Three weeks in already - it must be a function of my advanced years (comparatively at least) that the weeks keep flying past. The flatmates - who are proper postgraduates and therefore a good ten years younger than me - are very kind and welcoming, but clearly do not feel the time is going quickly; in fact, they seem to have all the time in the world. They do not seem to feel the fear when I say that it's already nearly the end of week three. Surely they feel the same "eep, only twenty weeks of actual teaching on one of these masters thingies".
I do already have an MA, but I did it over two years while I was working so there's a lot of latitude in lots of ways. Here I am so profoundly aware of the gaps in my knowledge that every day feels like a struggle to catch up. Is it bad that I decided Fabric of Britain was a suitable part of the work schedule and watched it for research? It is interesting in many ways, and moving in others - I had a lump in my throat looking at the jumpers knit by prisoners of war in the German camps, and thinking of the embroideries destroyed during the Reformation. It was timely as I had spent the morning reading Margaret Scott's Medieval Fashion and Dress and am feeling very in the spirit, especially after several hours spent dawdling around the cathedral at St Albans on Saturday afternoon.
It is a funny thing to be splitting my time between two homes. Of course, it means I don't get to enjoy the life of living out of London which was part of the original ambition, or much of the life living in St Albans either. I am always in lectures, at the library or at my desk in Glasgow, and always running around like a loon when I'm back in London. Of course, I'm not in London but I can't quite get that out of my system yet either. Actually, in Glasgow, I invested in a giant cushion so I could read on the bed-the-width-of-a-park-bench and that has been pretty good. Those swivel chairs they stick in halls are a killer on the back.

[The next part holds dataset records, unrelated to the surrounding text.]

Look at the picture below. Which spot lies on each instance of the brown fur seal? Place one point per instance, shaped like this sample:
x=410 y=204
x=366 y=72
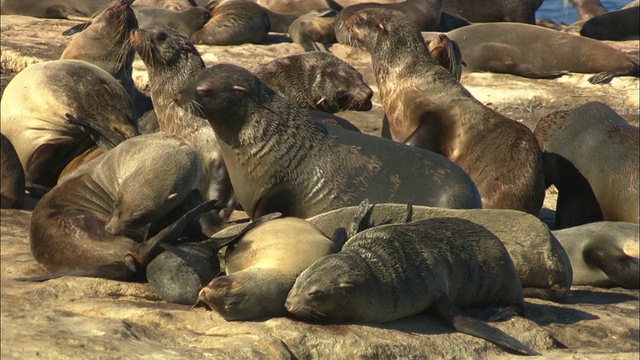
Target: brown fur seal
x=428 y=108
x=56 y=9
x=522 y=11
x=234 y=23
x=279 y=161
x=35 y=108
x=104 y=42
x=591 y=156
x=603 y=253
x=536 y=52
x=615 y=25
x=393 y=271
x=318 y=81
x=12 y=175
x=186 y=21
x=172 y=62
x=94 y=222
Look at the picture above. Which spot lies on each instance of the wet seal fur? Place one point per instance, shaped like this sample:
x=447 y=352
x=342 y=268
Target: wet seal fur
x=36 y=105
x=94 y=222
x=603 y=253
x=318 y=81
x=394 y=271
x=280 y=161
x=536 y=52
x=426 y=107
x=591 y=156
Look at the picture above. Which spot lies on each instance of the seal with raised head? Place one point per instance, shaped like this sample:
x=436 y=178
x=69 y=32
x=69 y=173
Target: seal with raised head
x=536 y=52
x=398 y=270
x=603 y=253
x=234 y=23
x=37 y=105
x=427 y=108
x=591 y=156
x=172 y=62
x=279 y=161
x=318 y=81
x=12 y=176
x=94 y=222
x=104 y=42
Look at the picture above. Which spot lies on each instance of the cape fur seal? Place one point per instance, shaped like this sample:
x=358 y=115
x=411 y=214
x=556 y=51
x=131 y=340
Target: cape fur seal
x=12 y=175
x=279 y=161
x=94 y=222
x=393 y=271
x=426 y=107
x=104 y=42
x=536 y=52
x=603 y=253
x=37 y=103
x=591 y=156
x=172 y=62
x=318 y=81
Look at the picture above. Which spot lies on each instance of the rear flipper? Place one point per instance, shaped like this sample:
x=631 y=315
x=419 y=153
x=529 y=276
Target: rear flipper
x=452 y=316
x=619 y=267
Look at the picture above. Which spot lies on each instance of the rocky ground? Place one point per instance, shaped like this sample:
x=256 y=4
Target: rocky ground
x=93 y=318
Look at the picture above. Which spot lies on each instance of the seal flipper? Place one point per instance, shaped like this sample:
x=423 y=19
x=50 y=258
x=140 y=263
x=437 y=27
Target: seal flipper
x=619 y=267
x=452 y=316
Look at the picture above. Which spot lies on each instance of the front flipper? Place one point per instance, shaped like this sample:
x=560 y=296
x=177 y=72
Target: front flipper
x=452 y=316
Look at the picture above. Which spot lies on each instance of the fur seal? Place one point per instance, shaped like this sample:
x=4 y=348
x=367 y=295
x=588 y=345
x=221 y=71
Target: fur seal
x=186 y=21
x=94 y=222
x=593 y=185
x=426 y=107
x=616 y=25
x=522 y=11
x=318 y=81
x=603 y=253
x=172 y=62
x=104 y=42
x=279 y=161
x=37 y=103
x=12 y=175
x=548 y=53
x=234 y=23
x=393 y=271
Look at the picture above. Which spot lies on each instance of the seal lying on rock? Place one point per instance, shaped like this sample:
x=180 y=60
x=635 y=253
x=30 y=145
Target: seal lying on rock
x=603 y=253
x=393 y=271
x=281 y=162
x=426 y=107
x=37 y=103
x=591 y=156
x=317 y=80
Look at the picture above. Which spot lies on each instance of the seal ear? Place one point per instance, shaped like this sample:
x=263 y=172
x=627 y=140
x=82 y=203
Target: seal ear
x=76 y=29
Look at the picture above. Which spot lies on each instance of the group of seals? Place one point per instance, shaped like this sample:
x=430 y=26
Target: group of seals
x=591 y=156
x=279 y=161
x=426 y=107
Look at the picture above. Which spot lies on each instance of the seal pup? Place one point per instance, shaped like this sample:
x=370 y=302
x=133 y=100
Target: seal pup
x=593 y=185
x=12 y=176
x=186 y=21
x=603 y=253
x=426 y=107
x=38 y=103
x=286 y=163
x=536 y=52
x=394 y=271
x=94 y=222
x=104 y=42
x=317 y=81
x=172 y=62
x=234 y=23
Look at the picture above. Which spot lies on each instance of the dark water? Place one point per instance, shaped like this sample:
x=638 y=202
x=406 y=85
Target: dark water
x=557 y=11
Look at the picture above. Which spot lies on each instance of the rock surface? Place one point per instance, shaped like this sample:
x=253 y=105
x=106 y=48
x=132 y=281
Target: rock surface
x=95 y=318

And two weekends into the commute and Husband is no longer speaking to me which leads me to question whether he really supports this quest or not. Hmm, it's quite the head scratcher. I have found this a particularly gendered and vexed issue though. I know at least three other couples where the chap has sauntered off for a year - commuting back and forth during the week for study or to fulfil a dream to live abroad and of course that is fine and does not show a lack of commitment or "team work" which is a term I particularly despise when it comes to relationships because we are not playing some kind of competitive sport or trying to tie up a particularly knotty legal transaction.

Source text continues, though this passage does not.